縦強度部材 横強度部材 2次部材(詳細構造は未定義)
ブロック分割線 板厚などのスカントリング情報
ここでは船単位でデータの転送が一般的と考えられるが、既存CAD側の詳細設計はブロック単位で設計されるものも多く、その場合はブロック単位でデータを転送することになる。
(イ) 既存CAD側に基本構造情報が存在する場合
これは、シナリオ(a)においてPMに転送した設計初期情報が既存CAD側に存在する場合である。転送するデータのくくりは、基本的に上記の(ア)の場合と同じく、船単位またはブロック単位とするが、PMで追加された情報または指定した情報だけを転送する場合もあるものとする。ここで、既存CAD側の基本構造データが変更されている場合は、システムが自動的に整合性を取ることは困難であるので、整合性の維持はユーザーの責任で行うことになる。
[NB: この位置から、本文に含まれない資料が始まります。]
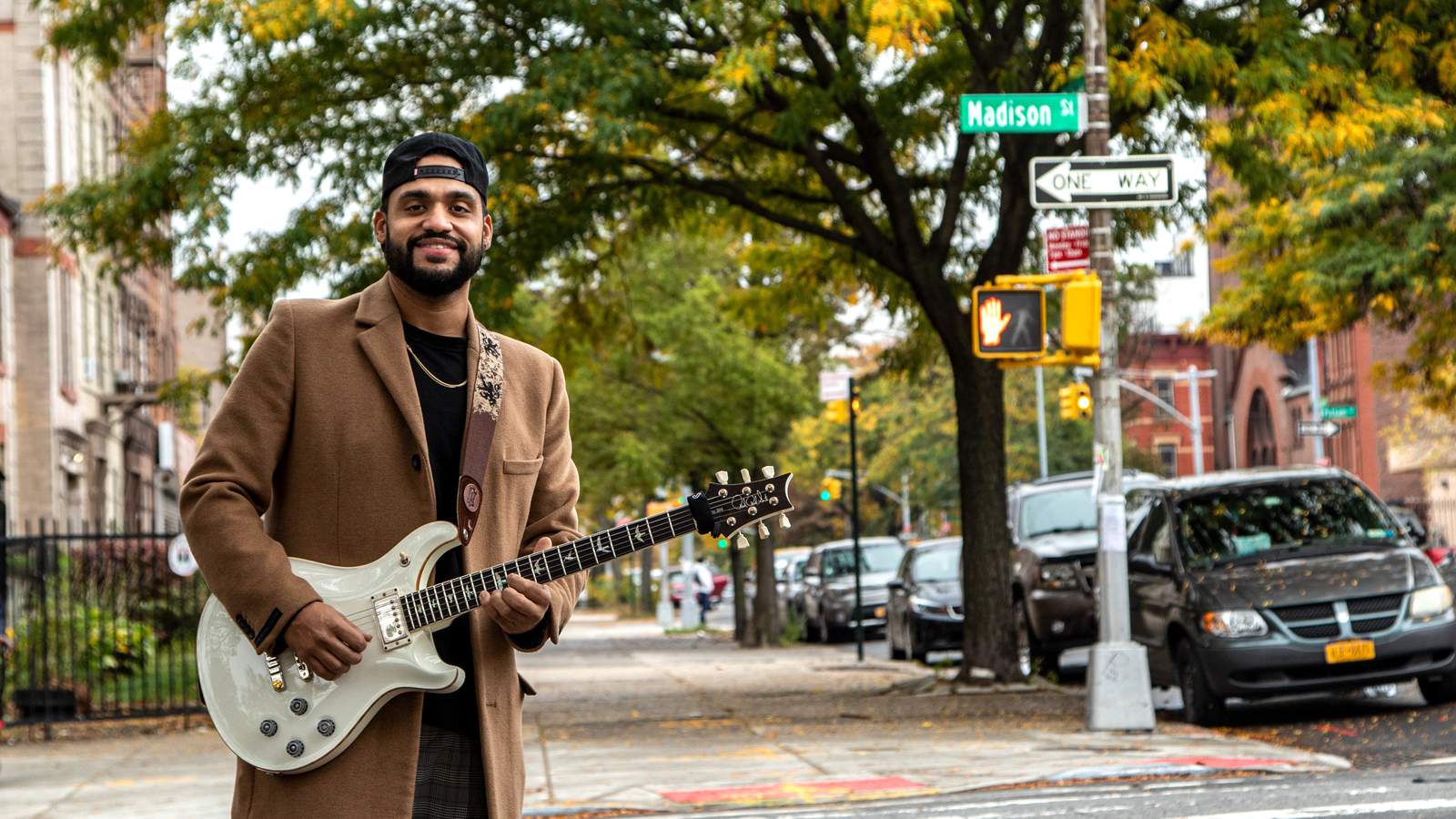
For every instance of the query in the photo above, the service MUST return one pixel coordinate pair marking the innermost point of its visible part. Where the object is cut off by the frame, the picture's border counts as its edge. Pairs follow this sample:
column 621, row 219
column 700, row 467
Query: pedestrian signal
column 1009, row 322
column 830, row 489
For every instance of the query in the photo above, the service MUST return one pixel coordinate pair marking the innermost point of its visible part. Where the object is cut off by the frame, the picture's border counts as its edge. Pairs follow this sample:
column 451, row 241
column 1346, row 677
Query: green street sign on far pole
column 1024, row 113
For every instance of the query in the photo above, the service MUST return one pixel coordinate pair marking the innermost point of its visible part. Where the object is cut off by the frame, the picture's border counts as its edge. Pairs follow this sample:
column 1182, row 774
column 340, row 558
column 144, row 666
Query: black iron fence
column 102, row 624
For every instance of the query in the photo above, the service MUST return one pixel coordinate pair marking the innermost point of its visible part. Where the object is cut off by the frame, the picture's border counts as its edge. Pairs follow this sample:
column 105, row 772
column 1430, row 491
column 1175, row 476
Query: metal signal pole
column 1118, row 693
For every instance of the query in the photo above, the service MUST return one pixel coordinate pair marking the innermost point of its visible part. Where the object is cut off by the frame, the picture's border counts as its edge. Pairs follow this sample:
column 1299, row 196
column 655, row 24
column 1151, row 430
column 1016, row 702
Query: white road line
column 1315, row 812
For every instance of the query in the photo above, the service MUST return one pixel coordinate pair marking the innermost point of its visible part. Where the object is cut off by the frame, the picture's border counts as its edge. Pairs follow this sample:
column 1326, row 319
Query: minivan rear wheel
column 1201, row 705
column 1438, row 690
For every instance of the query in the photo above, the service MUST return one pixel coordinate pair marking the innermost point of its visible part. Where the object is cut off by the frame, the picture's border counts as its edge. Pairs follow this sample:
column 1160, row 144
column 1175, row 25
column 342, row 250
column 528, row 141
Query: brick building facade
column 89, row 439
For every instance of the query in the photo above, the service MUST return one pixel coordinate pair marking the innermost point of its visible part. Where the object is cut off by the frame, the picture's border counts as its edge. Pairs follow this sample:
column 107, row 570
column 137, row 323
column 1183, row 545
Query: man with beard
column 349, row 424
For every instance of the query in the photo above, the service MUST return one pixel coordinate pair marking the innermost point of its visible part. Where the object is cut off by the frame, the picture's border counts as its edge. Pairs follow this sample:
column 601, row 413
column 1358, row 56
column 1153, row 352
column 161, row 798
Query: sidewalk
column 630, row 719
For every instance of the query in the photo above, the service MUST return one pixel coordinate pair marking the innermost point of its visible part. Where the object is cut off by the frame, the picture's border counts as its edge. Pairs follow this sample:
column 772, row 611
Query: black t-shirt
column 444, row 413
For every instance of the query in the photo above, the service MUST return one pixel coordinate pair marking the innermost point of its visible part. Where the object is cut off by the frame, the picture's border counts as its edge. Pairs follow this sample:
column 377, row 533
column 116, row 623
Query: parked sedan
column 829, row 586
column 925, row 601
column 1266, row 581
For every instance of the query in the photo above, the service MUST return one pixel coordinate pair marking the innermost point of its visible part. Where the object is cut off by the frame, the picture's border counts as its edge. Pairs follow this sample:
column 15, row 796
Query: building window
column 1164, row 388
column 1168, row 458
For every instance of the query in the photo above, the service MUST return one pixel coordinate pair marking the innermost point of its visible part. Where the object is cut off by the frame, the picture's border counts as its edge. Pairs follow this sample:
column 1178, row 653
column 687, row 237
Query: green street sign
column 1024, row 113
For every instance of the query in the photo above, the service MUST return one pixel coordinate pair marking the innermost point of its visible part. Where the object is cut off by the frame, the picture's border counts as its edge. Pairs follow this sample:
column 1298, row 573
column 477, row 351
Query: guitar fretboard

(c) 既存CADで詳細構造を定義後にPMへデータ転送
PMを用いた工程設計を行うため、既存CADで定義された情報をPMへ転送し、詳細構造を含めた全ての船殻構造情報が転送される。ここではPMに上記の(b)以前の時点で定義された構造部材情報、ブロック分割線情報などが変更されずに保持されていることを想定しており、それらの情報に詳細構造情報が追加される形で生成される。
(d) PM側で工程設計を行った後に既存CADへデータ転送
工程設計を行った後の中間製品情報、構造部材情報及び工作情報などを既存CAD側に転送する。既存CAD側では、これらの情報を加工してNCデータの生成など下流システムにつなぐ。
(3) 艤装モデルデータの交換に関する機能要件
艤装CADとPM間のデータ交換のシナリオとしては以下を想定した。
(a) 既存CADで概略の機器配置が定義された後にPMへデータ転送
既存CADにおいて一般配置図の機器配置を定義し、PMへデータを転送する。
(b) 既存CADで管系統や電線系統が定義された後にPMへデータ転送
既存CADにおいて管系統や電線系統を定義し、PMへデータを転送する。ここまでのシナリオの(a)と(b)によって、3次元空間内の機器位置と、それらを結ぶ系統情報がPMに格納され、配管予量など初期管理物量の自動算出を行うアプリケーションに利用することができる。